LOS ANGELES—Filipino-Americans have urged President Aquino to take up the cause of Filipino veterans with US President Barack Obama, and assert Philippine claims to the South China Sea at a summit of US and Southeast Asian leaders here.
The President is attending the two-day Association of Southeast Asian Nations (Asean)-US summit that begins on Monday afternoon (Tuesday morning in Manila) at a resort oasis in California.
A handful of Mr. Aquino’s supporters, mostly garbed in yellow and bearing heart-shaped balloons, held a welcome rally and a motorcade near Los Angeles International Airport on Sunday afternoon.
Art Garcia, national coordinator of the Justice for Filipino American Veterans; Eric Lachica, executive director of the American Coalition for Filipino Veterans, and veteran Franco Arcebal called on the President to urge Obama to fulfill his promise to speed up the process of bringing family members of World War II Filipino veterans to the United States.
Responding to pressure from immigrant rights groups, the Obama administration announced a new policy in July last year to expedite this process. Filipino veterans, however, were still awaiting the promised guidance on the application process.
“It’s been seven months but the guidance hasn’t been released yet. That’s one of our problems. The veterans’ widows have been calling me asking for updates. I hope this issue gets addressed while we’re still alive,” said the 92-year-old Arcebal.
At the same time, Arcebal urged Mr. Aquino to “be brave” in defending the Philippine claims to the West Philippine Sea.
“We want to boost the President’s resolve to carry on the fight,” he said. “Veterans like us are getting annoyed. What they’re doing is invasion.”
China, which claims 90 percent of the 1.35-million square mile South China Sea, last year undertook rapid reclamation around at least seven reefs in Spratly Islands in the sea, based on satellite images. The Philippines, Vietnam, Malaysia, Brunei and Taiwan partly claim the sea.
Bernie Ganon, assistant executive director of the nonprofit Filipino American Service Group Inc. (Fasgi), said her group was glad to welcome Mr.
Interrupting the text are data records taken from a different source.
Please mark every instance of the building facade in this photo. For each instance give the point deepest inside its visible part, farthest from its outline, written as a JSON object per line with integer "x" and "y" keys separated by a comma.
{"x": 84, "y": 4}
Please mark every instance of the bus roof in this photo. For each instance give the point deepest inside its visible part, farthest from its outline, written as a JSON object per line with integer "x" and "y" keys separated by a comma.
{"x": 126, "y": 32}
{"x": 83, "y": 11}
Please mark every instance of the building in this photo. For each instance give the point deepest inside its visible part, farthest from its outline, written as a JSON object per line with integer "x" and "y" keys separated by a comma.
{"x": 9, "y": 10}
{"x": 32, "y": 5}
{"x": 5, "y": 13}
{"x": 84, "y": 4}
Aquino in Los Angeles.
“If there’s forever, then that would be President Noynoy,” Ganon said in her brief remarks at the rally on Century Boulevard, about half a kilometer from the international airport.
The welcoming party included the President’s second cousin Andrea Aquino and a few members of her family who are based in Anaheim, California.
Several community leaders, including known supporters of presidential candidate Grace Poe and vice presidential candidate Ferdinand “Bongbong” Marcos, were supposed to be part of the welcoming party, but many of them did not show up.